If relations between the United States and Cuba improve, Preston Gomez wants to help the Angels move to the forefront of re-establishing a once-productive pipeline to the major leagues.

“I hope someday they will be opened up because they have so much talent,” said Gomez, whose effort to bring players out in 1969 was thwarted by then-commissioner Bowie Kuhn. “If they open, in 10 years they will have 10 or more players on the big league level.”

Continuing their success on the home front and increasing their chances for success in Latin America are the Angels’ aims.

“What I want to do is keep (the Angels’ domestic strength) and inch into the other thing to keep both effective,” Bavasi said.

Developing players from Latin America and the Caribbean nations will be a slow process.

“Other clubs had a head start on us, and we’ve had basically to start from scratch,” said Rodriguez, who managed Class-A Quad City, Iowa, in 1987-89 and double-A Midland, Tex., last year.

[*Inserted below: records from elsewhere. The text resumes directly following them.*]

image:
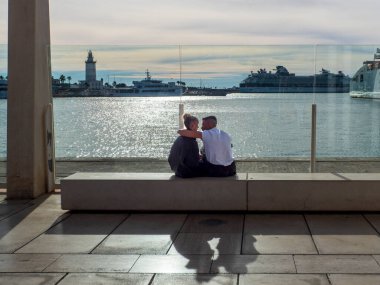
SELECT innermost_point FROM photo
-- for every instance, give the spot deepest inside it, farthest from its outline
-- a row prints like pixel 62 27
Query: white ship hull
pixel 366 81
pixel 146 92
pixel 293 90
pixel 365 95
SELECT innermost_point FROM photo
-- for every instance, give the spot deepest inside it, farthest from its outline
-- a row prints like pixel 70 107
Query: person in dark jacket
pixel 184 156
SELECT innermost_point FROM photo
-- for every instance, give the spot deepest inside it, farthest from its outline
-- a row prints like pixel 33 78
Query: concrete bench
pixel 252 192
pixel 152 191
pixel 313 192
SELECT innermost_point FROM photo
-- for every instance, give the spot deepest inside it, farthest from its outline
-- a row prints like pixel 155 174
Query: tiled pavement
pixel 42 244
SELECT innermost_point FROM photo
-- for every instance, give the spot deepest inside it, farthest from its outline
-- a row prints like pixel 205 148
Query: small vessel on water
pixel 151 87
pixel 366 81
pixel 3 88
pixel 147 87
pixel 281 81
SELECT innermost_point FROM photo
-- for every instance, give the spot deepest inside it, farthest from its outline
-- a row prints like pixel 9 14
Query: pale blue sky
pixel 249 25
pixel 210 21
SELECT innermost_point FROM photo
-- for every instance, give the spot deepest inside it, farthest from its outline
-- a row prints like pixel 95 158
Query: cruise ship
pixel 366 81
pixel 152 88
pixel 281 81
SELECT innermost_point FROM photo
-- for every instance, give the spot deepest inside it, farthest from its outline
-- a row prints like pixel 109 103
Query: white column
pixel 29 94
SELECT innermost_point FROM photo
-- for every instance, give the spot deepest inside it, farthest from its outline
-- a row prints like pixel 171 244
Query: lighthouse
pixel 90 69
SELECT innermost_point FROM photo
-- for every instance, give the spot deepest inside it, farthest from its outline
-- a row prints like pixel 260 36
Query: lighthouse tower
pixel 90 69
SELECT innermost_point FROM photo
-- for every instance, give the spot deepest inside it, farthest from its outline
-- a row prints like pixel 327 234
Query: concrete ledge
pixel 252 192
pixel 152 191
pixel 313 192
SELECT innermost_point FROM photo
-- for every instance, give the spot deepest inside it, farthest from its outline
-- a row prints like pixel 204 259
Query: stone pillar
pixel 29 95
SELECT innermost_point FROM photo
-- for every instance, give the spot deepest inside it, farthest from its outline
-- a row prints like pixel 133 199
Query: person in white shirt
pixel 217 156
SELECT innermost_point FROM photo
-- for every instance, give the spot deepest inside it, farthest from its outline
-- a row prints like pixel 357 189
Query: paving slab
pixel 195 279
pixel 9 209
pixel 19 229
pixel 253 264
pixel 151 224
pixel 343 234
pixel 143 234
pixel 336 264
pixel 26 262
pixel 277 234
pixel 79 233
pixel 106 278
pixel 374 220
pixel 213 223
pixel 207 243
pixel 283 279
pixel 92 263
pixel 30 278
pixel 135 244
pixel 353 279
pixel 172 264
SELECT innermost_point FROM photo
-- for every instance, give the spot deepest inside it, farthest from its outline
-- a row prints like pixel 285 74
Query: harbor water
pixel 261 125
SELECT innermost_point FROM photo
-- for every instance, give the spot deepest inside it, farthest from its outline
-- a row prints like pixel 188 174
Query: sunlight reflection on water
pixel 261 125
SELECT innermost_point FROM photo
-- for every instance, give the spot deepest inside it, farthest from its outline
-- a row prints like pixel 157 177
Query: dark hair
pixel 211 118
pixel 188 119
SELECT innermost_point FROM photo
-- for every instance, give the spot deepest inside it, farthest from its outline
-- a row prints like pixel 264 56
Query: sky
pixel 196 22
pixel 220 38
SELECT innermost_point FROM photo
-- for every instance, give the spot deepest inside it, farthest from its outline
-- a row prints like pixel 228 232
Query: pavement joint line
pixel 294 262
pixel 243 233
pixel 134 263
pixel 15 212
pixel 63 277
pixel 340 176
pixel 151 279
pixel 176 236
pixel 370 223
pixel 328 278
pixel 311 235
pixel 118 225
pixel 60 255
pixel 60 219
pixel 375 260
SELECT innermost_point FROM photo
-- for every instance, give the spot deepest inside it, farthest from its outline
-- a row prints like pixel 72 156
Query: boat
pixel 152 88
pixel 366 81
pixel 3 88
pixel 281 81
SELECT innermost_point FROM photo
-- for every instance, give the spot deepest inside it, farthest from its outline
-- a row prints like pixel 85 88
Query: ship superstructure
pixel 366 81
pixel 152 87
pixel 281 81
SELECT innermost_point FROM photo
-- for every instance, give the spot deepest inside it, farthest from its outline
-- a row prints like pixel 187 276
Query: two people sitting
pixel 216 159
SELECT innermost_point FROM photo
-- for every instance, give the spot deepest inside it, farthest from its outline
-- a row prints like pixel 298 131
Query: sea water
pixel 261 125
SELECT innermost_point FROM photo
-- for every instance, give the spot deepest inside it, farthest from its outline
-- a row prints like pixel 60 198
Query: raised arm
pixel 190 134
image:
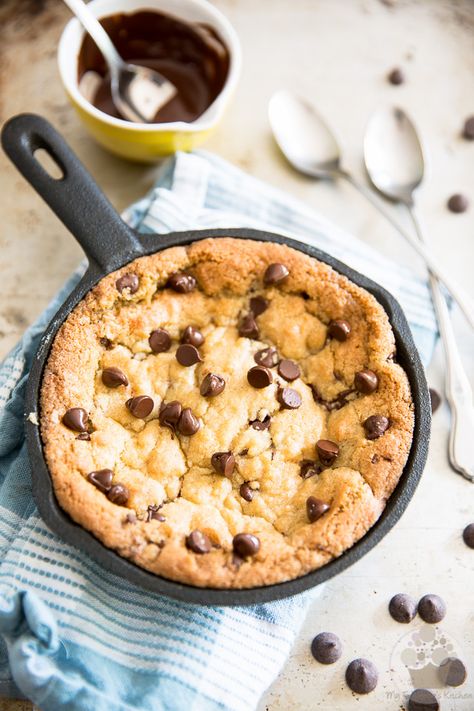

“We’re really bearing down on this. At the start, we didn’t have the proper networks, and there are a lot of other organizations there. You can think a country is saturated, but there’s always a player to be found. You just need the proper network. It’s more than money--you have to have a game plan.

“Most of the (Latin Americans) we have are at the rookie and Class-A level, but I strongly feel a couple could make the climb to the majors. They just need experience. They won’t be in Angel uniforms for a while. You’re talking 17-, 18-year-old kids.”

When they do make it, no one will be more delighted than Polonia.

“When the Angels got me, I wanted to be a good influence and let them know they need Latins and they should get it going in Latin America,” Polonia said. “By me coming here and doing well, maybe that makes them sign more Latin players. I’m sure they will. I’m sure they realize Latin Americans want to play. We love to play more than eat. It’s every Latin kid’s dream, to play baseball in the major leagues.”